Pickled Wych Elm Samaras

Sweet and aromatic, these super-easy pickled Wych Elm Samaras are so utterley delicious! Wonderful on crusty bread, tossed into a salad, or served with cooked meats and cheeses.


Prep Time: 5 Minutes

Cooking Time: 5 Minutes

Quantity: Makes a 500ml Jar of Pickles

  • As many Wych Elm Samaras as you can stuff into your pickling jar!
  • 150ml White Wine or Cider Vinegar
  • 150ml Water
  • 130g Sugar
  • 1 tsp of Black Peppercorns
  • 1 tsp Rock Salt
  • Pinch of Whole Mustard Seeds


  1. Separate from the stalks, then wash and drain your Wych Elm Samaras.
  2. Make a pickling brine by adding the Vinegar, Water, Sugar and Salt to a pan and bringing to the boil, stirring continuously until the Sugar and Salt has dissolved.
  3. Remove from the boil, add the Peppercorns and Mustard Seeds, and allow to cool.
  4. Fill a sterilised jar with the Samaras and pour the pickling brine on top, until the jar is full.

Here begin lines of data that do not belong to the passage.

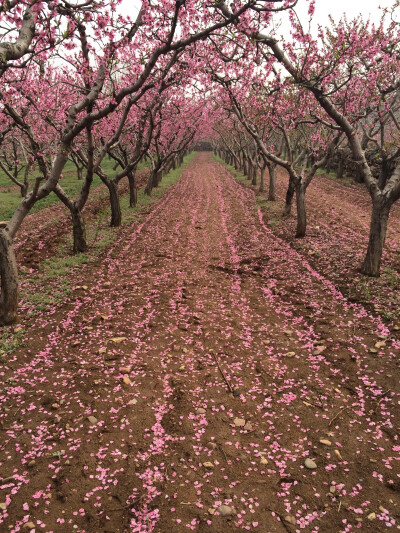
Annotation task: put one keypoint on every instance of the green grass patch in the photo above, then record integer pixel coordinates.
(11, 197)
(55, 273)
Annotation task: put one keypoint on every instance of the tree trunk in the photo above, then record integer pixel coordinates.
(272, 182)
(24, 189)
(289, 199)
(150, 183)
(262, 178)
(340, 170)
(8, 280)
(116, 216)
(254, 175)
(301, 210)
(78, 232)
(244, 166)
(377, 235)
(132, 189)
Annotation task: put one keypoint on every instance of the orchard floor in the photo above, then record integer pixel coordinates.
(195, 370)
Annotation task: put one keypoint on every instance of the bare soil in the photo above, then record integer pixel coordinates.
(199, 365)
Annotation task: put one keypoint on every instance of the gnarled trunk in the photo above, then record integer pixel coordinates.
(8, 280)
(78, 232)
(301, 210)
(262, 178)
(272, 182)
(116, 216)
(289, 198)
(150, 182)
(132, 189)
(254, 175)
(377, 235)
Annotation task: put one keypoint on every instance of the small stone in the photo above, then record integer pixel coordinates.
(338, 455)
(309, 463)
(225, 510)
(326, 442)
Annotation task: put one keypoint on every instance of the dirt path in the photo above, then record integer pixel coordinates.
(118, 417)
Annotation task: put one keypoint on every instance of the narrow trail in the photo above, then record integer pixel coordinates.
(121, 417)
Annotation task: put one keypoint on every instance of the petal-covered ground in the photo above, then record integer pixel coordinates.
(207, 379)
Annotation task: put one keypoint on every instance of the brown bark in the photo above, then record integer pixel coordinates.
(289, 199)
(301, 210)
(272, 182)
(377, 237)
(8, 280)
(116, 215)
(78, 232)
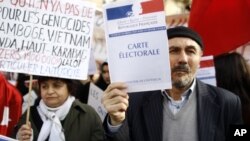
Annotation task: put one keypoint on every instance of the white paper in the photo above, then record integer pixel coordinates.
(94, 100)
(206, 72)
(5, 138)
(48, 38)
(137, 47)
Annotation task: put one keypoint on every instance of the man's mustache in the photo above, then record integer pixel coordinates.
(183, 68)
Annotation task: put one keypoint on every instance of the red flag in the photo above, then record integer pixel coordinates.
(223, 24)
(10, 106)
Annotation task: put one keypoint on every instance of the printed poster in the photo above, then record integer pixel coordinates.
(137, 45)
(46, 37)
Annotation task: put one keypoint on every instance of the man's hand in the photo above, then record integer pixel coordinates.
(115, 101)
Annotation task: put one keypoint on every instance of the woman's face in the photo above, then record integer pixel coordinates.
(54, 92)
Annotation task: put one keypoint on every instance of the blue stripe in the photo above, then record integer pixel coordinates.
(119, 12)
(137, 31)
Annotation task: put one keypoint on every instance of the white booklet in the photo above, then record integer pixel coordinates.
(137, 45)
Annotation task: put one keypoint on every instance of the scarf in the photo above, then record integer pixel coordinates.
(51, 117)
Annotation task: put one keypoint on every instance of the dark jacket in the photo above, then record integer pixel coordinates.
(217, 110)
(81, 123)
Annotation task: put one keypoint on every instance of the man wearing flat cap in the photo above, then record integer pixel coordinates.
(190, 111)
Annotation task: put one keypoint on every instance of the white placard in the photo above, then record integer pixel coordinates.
(5, 138)
(94, 100)
(137, 46)
(206, 72)
(46, 37)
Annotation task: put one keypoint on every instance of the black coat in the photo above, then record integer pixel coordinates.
(217, 109)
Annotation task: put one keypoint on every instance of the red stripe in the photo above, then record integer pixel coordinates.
(206, 63)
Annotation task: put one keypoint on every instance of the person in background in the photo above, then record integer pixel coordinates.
(190, 111)
(10, 106)
(59, 116)
(32, 96)
(104, 79)
(232, 73)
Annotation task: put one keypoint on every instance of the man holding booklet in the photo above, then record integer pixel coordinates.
(191, 110)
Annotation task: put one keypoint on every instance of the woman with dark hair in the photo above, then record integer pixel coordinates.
(59, 116)
(232, 73)
(104, 79)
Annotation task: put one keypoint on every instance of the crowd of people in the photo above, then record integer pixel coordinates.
(191, 110)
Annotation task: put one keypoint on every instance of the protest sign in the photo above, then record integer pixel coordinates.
(137, 45)
(94, 100)
(46, 37)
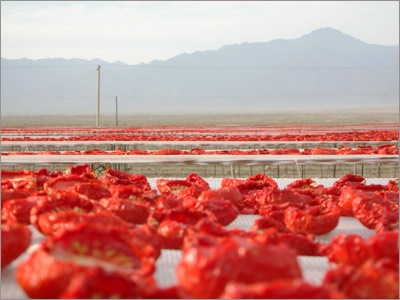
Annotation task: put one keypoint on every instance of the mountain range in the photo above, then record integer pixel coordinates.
(323, 70)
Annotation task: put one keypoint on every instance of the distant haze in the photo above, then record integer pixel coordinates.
(322, 70)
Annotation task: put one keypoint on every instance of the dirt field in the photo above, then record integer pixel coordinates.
(207, 119)
(179, 171)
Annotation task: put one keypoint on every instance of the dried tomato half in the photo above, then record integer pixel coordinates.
(17, 184)
(369, 208)
(15, 239)
(231, 194)
(116, 177)
(128, 210)
(41, 214)
(311, 220)
(96, 283)
(233, 259)
(61, 258)
(19, 210)
(171, 225)
(372, 280)
(51, 223)
(277, 196)
(44, 175)
(287, 289)
(223, 210)
(349, 249)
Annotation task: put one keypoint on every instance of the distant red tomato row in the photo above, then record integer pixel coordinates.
(95, 248)
(371, 135)
(238, 129)
(388, 149)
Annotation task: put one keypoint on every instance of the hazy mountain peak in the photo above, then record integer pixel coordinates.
(323, 69)
(329, 35)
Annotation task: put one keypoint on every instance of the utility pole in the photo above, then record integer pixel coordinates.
(98, 96)
(116, 111)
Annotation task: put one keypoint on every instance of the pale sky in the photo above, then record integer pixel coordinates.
(135, 32)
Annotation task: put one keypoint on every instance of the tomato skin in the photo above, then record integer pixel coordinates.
(55, 264)
(94, 191)
(268, 222)
(384, 245)
(127, 210)
(231, 194)
(311, 220)
(289, 289)
(17, 184)
(19, 210)
(43, 277)
(172, 225)
(373, 280)
(233, 259)
(171, 234)
(223, 210)
(115, 177)
(349, 249)
(97, 283)
(15, 239)
(44, 175)
(369, 208)
(51, 223)
(60, 201)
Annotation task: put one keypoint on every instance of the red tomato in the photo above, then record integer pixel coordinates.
(233, 259)
(15, 239)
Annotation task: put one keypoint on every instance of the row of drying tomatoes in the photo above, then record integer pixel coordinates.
(83, 258)
(194, 129)
(371, 135)
(388, 149)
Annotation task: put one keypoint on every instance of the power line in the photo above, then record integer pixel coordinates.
(201, 96)
(209, 67)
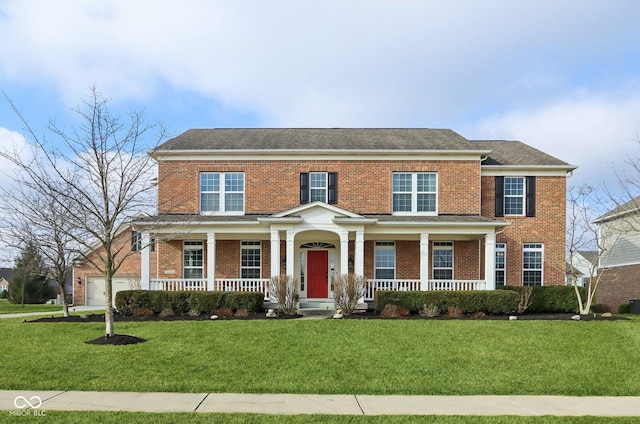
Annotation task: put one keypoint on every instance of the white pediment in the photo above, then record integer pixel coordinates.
(319, 212)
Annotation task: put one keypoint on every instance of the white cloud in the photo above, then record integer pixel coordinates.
(316, 63)
(595, 132)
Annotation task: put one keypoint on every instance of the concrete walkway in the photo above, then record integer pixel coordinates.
(289, 404)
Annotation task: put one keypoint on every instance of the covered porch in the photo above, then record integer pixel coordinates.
(316, 242)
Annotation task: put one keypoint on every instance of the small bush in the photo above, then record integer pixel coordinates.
(224, 312)
(490, 302)
(550, 299)
(348, 289)
(143, 313)
(241, 313)
(193, 303)
(429, 310)
(625, 308)
(394, 311)
(167, 312)
(284, 289)
(454, 312)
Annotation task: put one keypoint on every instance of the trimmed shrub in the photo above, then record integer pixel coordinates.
(625, 308)
(551, 299)
(394, 311)
(469, 302)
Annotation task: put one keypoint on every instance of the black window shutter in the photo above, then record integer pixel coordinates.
(531, 196)
(499, 196)
(332, 195)
(304, 188)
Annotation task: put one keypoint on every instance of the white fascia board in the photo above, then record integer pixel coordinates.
(346, 154)
(526, 170)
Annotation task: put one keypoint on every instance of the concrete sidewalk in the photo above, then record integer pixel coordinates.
(72, 310)
(290, 404)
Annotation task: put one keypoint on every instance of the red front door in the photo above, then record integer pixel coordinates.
(317, 270)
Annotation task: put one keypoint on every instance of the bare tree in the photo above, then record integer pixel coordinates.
(98, 174)
(33, 216)
(583, 234)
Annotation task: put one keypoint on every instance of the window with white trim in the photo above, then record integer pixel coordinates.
(501, 264)
(514, 195)
(443, 260)
(222, 193)
(193, 260)
(532, 262)
(385, 260)
(251, 255)
(415, 193)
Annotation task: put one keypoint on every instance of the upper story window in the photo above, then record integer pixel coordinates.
(501, 263)
(532, 261)
(415, 193)
(318, 186)
(515, 196)
(222, 193)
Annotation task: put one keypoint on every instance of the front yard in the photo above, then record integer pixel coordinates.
(10, 308)
(329, 356)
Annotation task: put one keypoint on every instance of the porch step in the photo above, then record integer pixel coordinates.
(316, 312)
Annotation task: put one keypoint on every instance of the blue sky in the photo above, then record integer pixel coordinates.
(562, 76)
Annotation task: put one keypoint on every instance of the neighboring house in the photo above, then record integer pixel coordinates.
(409, 209)
(89, 283)
(620, 260)
(5, 278)
(585, 266)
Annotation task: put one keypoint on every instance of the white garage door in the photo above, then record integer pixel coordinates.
(95, 289)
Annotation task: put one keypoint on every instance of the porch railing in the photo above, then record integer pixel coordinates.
(403, 285)
(261, 285)
(224, 284)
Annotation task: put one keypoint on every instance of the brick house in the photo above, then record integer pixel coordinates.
(409, 209)
(620, 260)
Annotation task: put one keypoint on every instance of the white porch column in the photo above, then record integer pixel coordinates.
(211, 260)
(290, 253)
(344, 252)
(424, 261)
(490, 261)
(275, 253)
(145, 258)
(358, 262)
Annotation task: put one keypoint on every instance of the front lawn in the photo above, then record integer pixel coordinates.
(195, 418)
(435, 357)
(11, 308)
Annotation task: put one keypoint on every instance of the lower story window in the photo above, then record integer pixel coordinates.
(250, 259)
(443, 260)
(192, 259)
(385, 260)
(532, 260)
(501, 263)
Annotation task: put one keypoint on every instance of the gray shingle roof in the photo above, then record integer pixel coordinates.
(505, 153)
(318, 139)
(515, 153)
(631, 206)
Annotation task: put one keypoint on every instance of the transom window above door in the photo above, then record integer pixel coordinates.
(415, 193)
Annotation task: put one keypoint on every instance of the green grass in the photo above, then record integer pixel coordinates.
(196, 418)
(10, 308)
(329, 357)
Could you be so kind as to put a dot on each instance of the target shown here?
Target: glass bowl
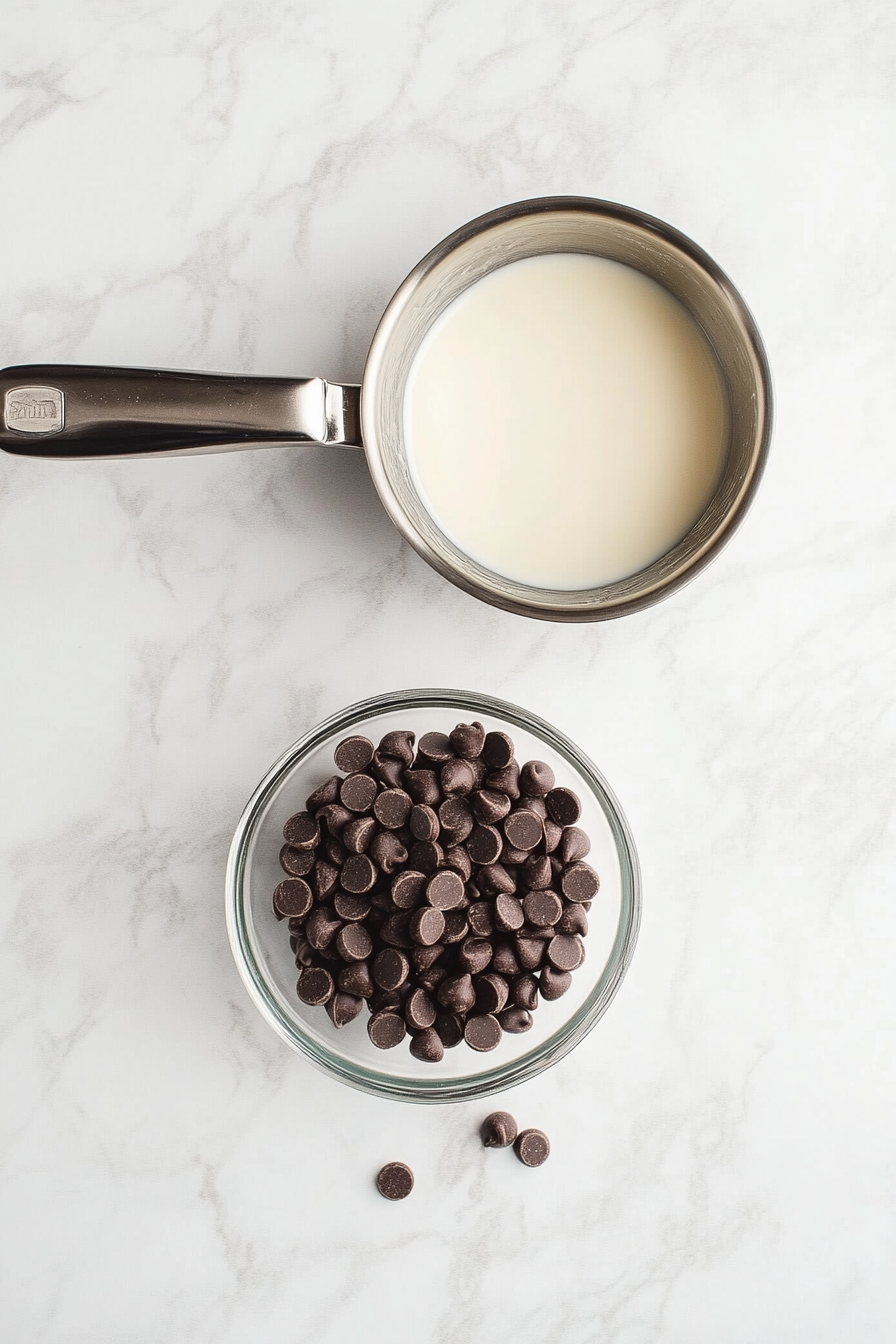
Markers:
(259, 941)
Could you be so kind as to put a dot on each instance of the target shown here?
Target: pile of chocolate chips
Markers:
(443, 887)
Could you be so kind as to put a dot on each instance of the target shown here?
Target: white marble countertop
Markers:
(235, 186)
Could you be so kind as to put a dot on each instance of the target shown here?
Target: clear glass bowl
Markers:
(261, 944)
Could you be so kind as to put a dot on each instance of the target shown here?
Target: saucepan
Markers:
(81, 411)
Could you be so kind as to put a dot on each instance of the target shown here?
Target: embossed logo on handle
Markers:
(34, 410)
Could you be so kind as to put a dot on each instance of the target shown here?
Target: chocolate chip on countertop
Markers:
(301, 831)
(532, 1147)
(395, 1180)
(353, 754)
(386, 1030)
(293, 898)
(482, 1032)
(563, 807)
(536, 778)
(499, 1129)
(579, 882)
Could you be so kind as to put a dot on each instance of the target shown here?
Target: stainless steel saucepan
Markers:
(57, 410)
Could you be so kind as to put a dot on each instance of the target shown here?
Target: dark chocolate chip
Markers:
(449, 1028)
(504, 960)
(395, 932)
(524, 992)
(563, 807)
(489, 805)
(423, 823)
(390, 968)
(497, 750)
(426, 856)
(542, 907)
(566, 952)
(490, 992)
(335, 816)
(580, 882)
(301, 831)
(392, 808)
(328, 792)
(297, 863)
(536, 778)
(457, 993)
(524, 828)
(356, 980)
(474, 954)
(532, 1147)
(357, 875)
(427, 1046)
(324, 879)
(480, 918)
(529, 953)
(293, 897)
(315, 985)
(343, 1008)
(357, 792)
(445, 890)
(456, 926)
(572, 919)
(468, 739)
(351, 907)
(554, 984)
(419, 1010)
(353, 754)
(426, 926)
(456, 777)
(423, 786)
(574, 844)
(505, 781)
(499, 1129)
(353, 942)
(508, 913)
(407, 889)
(357, 833)
(386, 1028)
(399, 745)
(484, 844)
(482, 1032)
(516, 1020)
(435, 747)
(387, 851)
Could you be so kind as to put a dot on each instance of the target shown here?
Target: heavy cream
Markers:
(566, 421)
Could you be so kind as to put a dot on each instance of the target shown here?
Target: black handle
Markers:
(74, 410)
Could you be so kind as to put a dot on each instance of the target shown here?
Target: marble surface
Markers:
(237, 186)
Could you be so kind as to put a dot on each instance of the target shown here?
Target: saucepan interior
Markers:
(568, 225)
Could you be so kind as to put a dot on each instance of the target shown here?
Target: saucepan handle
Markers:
(78, 410)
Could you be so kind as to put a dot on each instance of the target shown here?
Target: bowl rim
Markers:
(568, 1034)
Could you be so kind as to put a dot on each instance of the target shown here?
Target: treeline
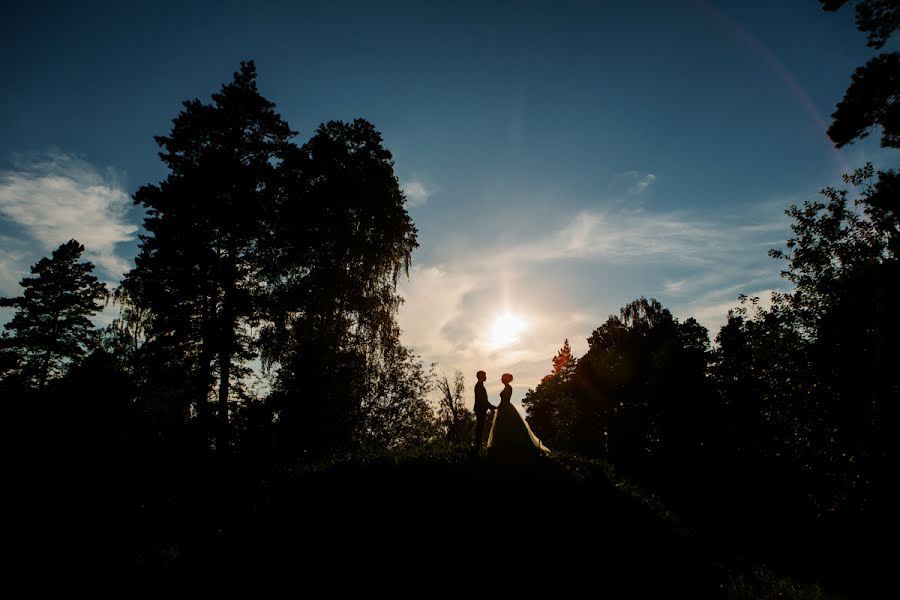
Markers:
(259, 256)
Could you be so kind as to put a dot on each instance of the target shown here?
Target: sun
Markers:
(506, 329)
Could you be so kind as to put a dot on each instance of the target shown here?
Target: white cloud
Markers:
(57, 197)
(417, 193)
(639, 181)
(695, 266)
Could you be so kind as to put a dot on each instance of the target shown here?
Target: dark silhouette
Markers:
(693, 462)
(482, 405)
(51, 326)
(510, 437)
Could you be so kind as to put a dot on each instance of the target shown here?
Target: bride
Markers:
(510, 435)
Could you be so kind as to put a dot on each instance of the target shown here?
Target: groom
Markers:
(481, 407)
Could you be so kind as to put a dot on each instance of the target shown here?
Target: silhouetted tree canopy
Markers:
(340, 241)
(196, 273)
(878, 19)
(51, 326)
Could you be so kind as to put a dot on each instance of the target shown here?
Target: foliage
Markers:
(340, 241)
(195, 275)
(457, 421)
(51, 326)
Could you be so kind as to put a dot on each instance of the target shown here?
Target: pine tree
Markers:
(51, 327)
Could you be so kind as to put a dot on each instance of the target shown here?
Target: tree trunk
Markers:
(225, 352)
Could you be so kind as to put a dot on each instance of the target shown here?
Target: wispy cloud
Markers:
(639, 181)
(696, 265)
(417, 192)
(55, 197)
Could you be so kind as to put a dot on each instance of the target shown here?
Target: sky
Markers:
(559, 159)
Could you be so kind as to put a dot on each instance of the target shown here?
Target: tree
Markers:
(341, 239)
(196, 272)
(51, 326)
(878, 19)
(458, 421)
(548, 407)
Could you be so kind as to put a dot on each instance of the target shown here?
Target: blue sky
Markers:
(560, 159)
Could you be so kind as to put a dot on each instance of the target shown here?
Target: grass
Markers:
(434, 521)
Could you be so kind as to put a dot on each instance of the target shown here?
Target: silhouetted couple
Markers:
(510, 435)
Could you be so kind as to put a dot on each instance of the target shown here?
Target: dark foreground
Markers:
(425, 527)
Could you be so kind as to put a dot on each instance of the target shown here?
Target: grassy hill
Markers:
(437, 524)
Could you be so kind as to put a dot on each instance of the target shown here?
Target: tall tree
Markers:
(548, 407)
(196, 272)
(343, 238)
(51, 326)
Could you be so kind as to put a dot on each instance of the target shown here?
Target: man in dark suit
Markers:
(481, 407)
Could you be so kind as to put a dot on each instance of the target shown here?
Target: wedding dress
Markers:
(510, 434)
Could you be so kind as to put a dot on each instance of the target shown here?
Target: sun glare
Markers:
(506, 329)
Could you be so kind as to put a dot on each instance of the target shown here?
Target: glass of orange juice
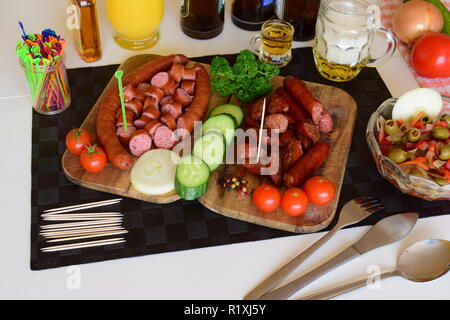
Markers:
(135, 22)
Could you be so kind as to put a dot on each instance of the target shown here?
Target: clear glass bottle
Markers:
(202, 19)
(83, 20)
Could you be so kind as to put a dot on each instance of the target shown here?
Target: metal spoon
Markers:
(423, 261)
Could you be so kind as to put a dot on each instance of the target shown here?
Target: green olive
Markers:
(413, 135)
(441, 133)
(444, 152)
(391, 127)
(441, 181)
(397, 155)
(416, 172)
(445, 117)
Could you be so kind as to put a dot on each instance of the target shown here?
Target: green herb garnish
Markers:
(248, 79)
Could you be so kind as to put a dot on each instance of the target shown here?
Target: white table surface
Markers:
(222, 272)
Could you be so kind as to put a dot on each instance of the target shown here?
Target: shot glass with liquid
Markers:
(274, 44)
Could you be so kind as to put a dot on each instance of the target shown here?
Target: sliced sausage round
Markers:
(142, 121)
(170, 87)
(155, 93)
(150, 102)
(129, 115)
(152, 126)
(125, 135)
(276, 121)
(181, 96)
(165, 100)
(277, 104)
(292, 153)
(167, 120)
(164, 138)
(135, 106)
(189, 74)
(176, 72)
(143, 86)
(308, 130)
(152, 112)
(160, 79)
(326, 122)
(140, 142)
(188, 86)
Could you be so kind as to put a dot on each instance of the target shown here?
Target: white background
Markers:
(224, 272)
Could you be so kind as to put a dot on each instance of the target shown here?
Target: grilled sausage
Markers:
(306, 165)
(199, 104)
(164, 138)
(304, 97)
(276, 121)
(182, 97)
(172, 108)
(140, 142)
(106, 115)
(277, 104)
(291, 154)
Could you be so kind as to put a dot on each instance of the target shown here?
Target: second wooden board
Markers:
(344, 110)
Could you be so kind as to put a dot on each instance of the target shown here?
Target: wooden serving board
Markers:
(111, 179)
(344, 110)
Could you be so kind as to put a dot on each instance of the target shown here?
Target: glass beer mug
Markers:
(344, 35)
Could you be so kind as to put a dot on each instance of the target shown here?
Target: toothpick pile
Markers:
(78, 226)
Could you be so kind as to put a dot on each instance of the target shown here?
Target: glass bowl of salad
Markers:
(413, 155)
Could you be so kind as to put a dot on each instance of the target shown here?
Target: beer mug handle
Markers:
(391, 46)
(255, 44)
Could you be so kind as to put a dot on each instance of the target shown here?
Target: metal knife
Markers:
(386, 231)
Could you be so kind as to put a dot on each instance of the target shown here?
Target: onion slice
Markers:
(154, 172)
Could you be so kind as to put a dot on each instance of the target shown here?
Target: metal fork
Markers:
(353, 211)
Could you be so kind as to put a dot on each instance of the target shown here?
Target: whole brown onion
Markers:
(415, 18)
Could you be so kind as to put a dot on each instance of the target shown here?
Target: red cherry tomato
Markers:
(76, 139)
(430, 56)
(93, 158)
(294, 202)
(320, 191)
(266, 198)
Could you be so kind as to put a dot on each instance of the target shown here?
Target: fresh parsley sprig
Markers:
(248, 79)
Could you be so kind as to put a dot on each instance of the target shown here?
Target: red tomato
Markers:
(320, 191)
(266, 198)
(294, 202)
(93, 158)
(76, 139)
(430, 56)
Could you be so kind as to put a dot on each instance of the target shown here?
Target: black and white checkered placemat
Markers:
(184, 225)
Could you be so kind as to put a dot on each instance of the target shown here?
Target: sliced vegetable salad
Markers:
(420, 146)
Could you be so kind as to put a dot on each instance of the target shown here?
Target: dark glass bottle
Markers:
(251, 14)
(202, 19)
(302, 14)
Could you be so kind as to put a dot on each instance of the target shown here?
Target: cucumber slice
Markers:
(230, 109)
(191, 178)
(211, 149)
(222, 123)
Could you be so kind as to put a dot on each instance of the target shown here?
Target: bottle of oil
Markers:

Make sure the pickling brine is cool enough so as not to wilt the Samaras. As the samaras are very light, they will float to the top of the jar, so a pickling pebble or other makeshift weight is recommended to ensure they stay submerged in the brine.
  5. Seal the jar and leave in a cool place for at least 1-2 days before eating. The unopened pickles can be stored for up to six months. Once opened, keep in the fridge and eat within 7 days.

Mix it up ...

Why not try some additional spices in the pickling brine, such as chilli flakes, mustard seeds, or bay leaves?